Census trainers complete course
Stabroek News
August 27, 2002
The Statistical Bureau yesterday completed training some 55 persons who will be responsible for instructing the enumerators who will be going into the field to gather information for the Population and Housing Census.
They are to be appointed coordinators and will be playing a pivotal role in the management of the enumeration exercise. They will be heading a team of six supervisors who each have under them a team of 6-7 enumerators.
The training session covered issues related to the questionnaires to be used during the enumeration exercise and the duties of the supervisors and enumerators.
The coordinators will begin conducting training sessions for enumerators and supervisors in the various regions from September 2 to September 12.
The house-to-house enumeration exercise is due to begin on September 16 and will run for approximately six weeks countrywide save for Region Nine (Upper Essequibo/Upper Takatu) where it was done earlier this year to avoid the rainy season.
Chief Statistician Lennox Benjamin told Stabroek News yesterday that of the 55 persons who were trained 43 were selected from persons who had responded to the advertisements for staff to take part in the enumeration exercise. The remainder, he said, were staffers from the Bureau.
He said that most of them have had experience as senior teachers and/or demonstrated organisational ability as well as the ability to pass on what they have learnt to others.
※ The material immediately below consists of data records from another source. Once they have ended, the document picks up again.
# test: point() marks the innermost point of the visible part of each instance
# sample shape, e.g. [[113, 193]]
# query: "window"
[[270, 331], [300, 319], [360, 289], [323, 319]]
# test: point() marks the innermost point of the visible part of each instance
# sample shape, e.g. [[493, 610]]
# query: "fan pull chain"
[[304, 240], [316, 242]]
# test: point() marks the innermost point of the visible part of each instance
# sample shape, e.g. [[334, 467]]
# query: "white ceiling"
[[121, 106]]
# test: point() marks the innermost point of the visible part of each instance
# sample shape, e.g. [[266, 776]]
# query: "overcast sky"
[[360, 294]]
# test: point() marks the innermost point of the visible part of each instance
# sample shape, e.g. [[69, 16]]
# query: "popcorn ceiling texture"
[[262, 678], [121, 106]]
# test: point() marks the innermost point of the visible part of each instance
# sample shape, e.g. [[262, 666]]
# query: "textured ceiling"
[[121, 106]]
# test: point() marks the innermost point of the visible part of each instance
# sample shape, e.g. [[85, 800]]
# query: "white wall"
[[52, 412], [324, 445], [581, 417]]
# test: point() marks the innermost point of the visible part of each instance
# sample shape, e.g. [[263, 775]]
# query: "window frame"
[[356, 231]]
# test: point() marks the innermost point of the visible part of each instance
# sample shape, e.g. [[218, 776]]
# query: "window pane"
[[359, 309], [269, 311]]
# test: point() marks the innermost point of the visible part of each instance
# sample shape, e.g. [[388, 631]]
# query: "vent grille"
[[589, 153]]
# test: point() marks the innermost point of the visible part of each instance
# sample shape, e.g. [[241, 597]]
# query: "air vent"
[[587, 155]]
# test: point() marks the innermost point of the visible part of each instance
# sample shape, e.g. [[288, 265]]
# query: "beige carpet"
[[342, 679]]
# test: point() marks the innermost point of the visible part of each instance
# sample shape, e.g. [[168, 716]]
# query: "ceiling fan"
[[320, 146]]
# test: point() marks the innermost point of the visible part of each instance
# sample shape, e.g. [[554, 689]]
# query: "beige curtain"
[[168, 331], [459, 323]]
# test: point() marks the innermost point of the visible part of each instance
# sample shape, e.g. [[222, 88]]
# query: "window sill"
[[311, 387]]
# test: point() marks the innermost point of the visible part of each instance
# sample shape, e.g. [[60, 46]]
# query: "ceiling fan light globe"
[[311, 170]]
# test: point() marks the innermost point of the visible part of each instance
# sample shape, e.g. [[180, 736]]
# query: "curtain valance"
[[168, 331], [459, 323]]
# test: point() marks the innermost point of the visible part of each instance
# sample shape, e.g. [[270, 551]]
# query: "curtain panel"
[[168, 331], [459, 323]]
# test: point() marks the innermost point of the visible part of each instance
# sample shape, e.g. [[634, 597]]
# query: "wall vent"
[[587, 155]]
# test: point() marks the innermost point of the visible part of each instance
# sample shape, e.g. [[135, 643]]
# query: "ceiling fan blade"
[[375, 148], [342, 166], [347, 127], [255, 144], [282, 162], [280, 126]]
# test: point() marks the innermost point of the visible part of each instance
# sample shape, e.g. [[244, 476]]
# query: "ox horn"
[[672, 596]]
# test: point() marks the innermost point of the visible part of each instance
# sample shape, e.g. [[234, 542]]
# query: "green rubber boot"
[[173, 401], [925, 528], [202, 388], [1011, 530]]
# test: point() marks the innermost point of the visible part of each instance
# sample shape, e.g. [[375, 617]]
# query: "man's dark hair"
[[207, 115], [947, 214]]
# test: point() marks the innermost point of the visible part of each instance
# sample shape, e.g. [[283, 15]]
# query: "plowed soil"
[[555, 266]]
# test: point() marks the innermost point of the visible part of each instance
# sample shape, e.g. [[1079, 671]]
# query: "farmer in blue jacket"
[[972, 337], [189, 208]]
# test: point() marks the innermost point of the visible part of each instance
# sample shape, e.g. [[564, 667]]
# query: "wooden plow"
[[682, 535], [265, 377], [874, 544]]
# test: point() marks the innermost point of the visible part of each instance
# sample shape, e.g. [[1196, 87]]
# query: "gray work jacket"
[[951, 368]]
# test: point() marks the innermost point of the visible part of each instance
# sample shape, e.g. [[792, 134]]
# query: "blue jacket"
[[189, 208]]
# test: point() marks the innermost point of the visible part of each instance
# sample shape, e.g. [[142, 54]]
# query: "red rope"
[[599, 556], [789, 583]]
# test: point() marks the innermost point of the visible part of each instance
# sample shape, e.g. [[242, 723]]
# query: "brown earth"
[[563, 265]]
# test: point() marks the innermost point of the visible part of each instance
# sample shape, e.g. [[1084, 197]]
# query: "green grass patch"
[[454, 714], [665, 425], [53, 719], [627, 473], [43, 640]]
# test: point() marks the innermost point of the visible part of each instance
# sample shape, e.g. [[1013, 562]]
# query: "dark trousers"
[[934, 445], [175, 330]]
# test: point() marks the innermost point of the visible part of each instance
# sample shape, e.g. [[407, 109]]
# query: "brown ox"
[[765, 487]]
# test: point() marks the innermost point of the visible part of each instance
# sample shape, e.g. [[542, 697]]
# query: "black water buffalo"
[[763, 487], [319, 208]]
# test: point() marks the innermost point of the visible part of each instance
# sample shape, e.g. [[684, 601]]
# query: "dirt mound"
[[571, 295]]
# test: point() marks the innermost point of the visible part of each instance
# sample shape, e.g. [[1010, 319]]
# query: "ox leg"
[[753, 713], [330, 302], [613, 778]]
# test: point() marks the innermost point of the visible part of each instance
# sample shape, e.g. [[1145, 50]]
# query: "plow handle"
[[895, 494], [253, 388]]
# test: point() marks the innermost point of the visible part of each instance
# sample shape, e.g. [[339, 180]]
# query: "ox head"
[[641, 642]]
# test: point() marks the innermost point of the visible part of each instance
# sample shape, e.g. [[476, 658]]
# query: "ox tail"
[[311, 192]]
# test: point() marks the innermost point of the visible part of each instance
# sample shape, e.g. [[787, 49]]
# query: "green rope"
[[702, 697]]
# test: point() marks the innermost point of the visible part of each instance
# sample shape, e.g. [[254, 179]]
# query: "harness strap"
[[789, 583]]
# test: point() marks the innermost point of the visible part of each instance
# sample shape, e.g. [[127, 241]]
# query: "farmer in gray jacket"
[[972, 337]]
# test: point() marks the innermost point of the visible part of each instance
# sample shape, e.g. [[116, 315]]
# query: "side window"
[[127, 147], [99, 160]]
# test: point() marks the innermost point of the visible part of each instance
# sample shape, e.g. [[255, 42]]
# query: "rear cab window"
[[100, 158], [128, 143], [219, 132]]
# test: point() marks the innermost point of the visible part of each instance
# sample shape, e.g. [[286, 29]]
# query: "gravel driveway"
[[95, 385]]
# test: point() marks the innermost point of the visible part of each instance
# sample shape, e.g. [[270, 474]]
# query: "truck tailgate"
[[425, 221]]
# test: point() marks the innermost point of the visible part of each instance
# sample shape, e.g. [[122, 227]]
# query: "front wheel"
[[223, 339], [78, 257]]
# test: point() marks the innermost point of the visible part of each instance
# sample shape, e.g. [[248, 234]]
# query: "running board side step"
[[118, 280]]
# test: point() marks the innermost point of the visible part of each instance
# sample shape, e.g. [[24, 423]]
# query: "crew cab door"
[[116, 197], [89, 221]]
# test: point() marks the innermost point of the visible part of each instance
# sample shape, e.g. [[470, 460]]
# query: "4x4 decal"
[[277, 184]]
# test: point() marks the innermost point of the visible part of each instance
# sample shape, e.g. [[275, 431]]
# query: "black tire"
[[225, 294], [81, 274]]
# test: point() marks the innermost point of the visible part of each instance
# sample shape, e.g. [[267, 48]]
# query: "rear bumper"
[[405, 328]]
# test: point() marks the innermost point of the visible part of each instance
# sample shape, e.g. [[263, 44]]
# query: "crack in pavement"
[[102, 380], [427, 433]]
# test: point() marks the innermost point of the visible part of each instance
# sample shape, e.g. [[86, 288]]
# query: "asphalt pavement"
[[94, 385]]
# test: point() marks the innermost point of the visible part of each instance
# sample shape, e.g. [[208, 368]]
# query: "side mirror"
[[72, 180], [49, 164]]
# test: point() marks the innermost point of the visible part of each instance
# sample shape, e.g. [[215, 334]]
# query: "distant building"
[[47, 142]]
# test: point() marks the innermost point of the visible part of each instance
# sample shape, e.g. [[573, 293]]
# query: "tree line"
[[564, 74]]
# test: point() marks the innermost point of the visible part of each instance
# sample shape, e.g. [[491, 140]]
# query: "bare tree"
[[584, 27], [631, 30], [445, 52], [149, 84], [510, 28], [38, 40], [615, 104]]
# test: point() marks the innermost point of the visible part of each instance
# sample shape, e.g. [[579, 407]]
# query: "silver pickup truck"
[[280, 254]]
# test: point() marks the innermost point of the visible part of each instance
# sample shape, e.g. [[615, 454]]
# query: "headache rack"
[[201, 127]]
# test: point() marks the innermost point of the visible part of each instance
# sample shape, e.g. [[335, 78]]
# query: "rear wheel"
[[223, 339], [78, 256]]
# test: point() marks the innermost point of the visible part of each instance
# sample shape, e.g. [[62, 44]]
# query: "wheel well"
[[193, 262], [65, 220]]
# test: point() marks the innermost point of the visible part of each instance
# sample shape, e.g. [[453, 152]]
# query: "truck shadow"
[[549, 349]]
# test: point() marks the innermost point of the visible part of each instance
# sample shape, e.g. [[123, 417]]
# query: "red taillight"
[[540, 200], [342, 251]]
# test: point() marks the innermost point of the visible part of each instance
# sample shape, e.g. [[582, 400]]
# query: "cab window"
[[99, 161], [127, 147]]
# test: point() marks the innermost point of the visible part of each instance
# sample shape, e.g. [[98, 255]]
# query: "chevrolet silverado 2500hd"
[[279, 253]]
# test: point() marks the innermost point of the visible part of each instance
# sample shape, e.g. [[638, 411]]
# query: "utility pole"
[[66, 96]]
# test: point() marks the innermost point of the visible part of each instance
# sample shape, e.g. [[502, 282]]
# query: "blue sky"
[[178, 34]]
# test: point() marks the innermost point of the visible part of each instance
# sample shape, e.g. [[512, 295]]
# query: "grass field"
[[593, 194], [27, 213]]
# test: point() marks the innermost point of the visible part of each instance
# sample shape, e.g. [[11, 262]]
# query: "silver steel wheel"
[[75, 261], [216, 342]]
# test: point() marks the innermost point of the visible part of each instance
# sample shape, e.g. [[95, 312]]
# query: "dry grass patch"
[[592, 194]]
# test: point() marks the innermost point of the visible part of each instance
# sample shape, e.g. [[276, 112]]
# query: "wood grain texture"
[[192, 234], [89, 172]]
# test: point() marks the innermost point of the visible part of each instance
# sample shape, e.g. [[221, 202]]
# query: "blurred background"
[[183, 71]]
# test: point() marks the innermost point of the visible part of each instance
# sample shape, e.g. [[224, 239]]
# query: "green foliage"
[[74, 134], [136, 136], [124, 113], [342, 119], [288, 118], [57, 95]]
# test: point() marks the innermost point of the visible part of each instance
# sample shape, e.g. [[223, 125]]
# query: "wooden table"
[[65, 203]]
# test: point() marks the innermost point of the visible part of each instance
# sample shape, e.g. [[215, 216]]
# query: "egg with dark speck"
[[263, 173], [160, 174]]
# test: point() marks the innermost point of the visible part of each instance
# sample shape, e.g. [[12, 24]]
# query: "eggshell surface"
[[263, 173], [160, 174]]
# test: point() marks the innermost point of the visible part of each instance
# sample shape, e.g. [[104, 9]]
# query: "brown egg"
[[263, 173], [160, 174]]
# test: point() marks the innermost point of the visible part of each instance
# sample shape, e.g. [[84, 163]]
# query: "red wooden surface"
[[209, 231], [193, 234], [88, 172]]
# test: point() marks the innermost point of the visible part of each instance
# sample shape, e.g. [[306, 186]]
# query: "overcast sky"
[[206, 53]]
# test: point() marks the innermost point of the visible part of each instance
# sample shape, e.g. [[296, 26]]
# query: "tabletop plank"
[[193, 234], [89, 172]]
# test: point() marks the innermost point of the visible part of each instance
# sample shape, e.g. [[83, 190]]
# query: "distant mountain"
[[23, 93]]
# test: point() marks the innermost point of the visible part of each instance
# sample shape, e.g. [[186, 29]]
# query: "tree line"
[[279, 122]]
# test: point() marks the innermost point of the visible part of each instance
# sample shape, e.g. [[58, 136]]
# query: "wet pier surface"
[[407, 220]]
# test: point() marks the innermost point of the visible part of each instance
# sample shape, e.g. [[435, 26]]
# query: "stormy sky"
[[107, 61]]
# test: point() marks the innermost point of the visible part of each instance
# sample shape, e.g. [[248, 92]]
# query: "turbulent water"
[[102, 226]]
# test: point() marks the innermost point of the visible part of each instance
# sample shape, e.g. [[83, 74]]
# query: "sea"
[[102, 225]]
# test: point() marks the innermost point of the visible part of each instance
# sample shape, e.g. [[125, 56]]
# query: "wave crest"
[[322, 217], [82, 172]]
Among the resource persons who conducted the training session are Statistician John Mensah who is the Census and Information Systems Consultant to the Bureau and Everton Pollard a demographer trained at the Australian National University.
Mensah is also the adviser on Information Systems to the Barbados Statistical Service and the government of Nepal and has had previous experience in the conduct of surveys such as labour force, poverty and household income and expenditure in Guyana, Barbados and Nepal.
Mensah told Stabroek News that save for the questionnaires, the kits to be used in the field are all in place. He said that the Bureau expects to have the questionnaires delivered here from Brazil where they are being produced by September 9.
Guyana and Suriname are among the last of the CARICOM states to conduct their decennial census, which is being coordinated by the CARICOM Secretariat. The Secretariat has set up a regional census coordinating committee, which comprises representatives of the census bodies of the various CARICOM territories, as well as those in Bermuda, the Turks and Caicos Islands and the Cayman Islands, the Universities of Guyana, the West Indies and Suriname as well as the Caribbean Development Bank and the Secretariat of the Organisation of Eastern Caribbean States.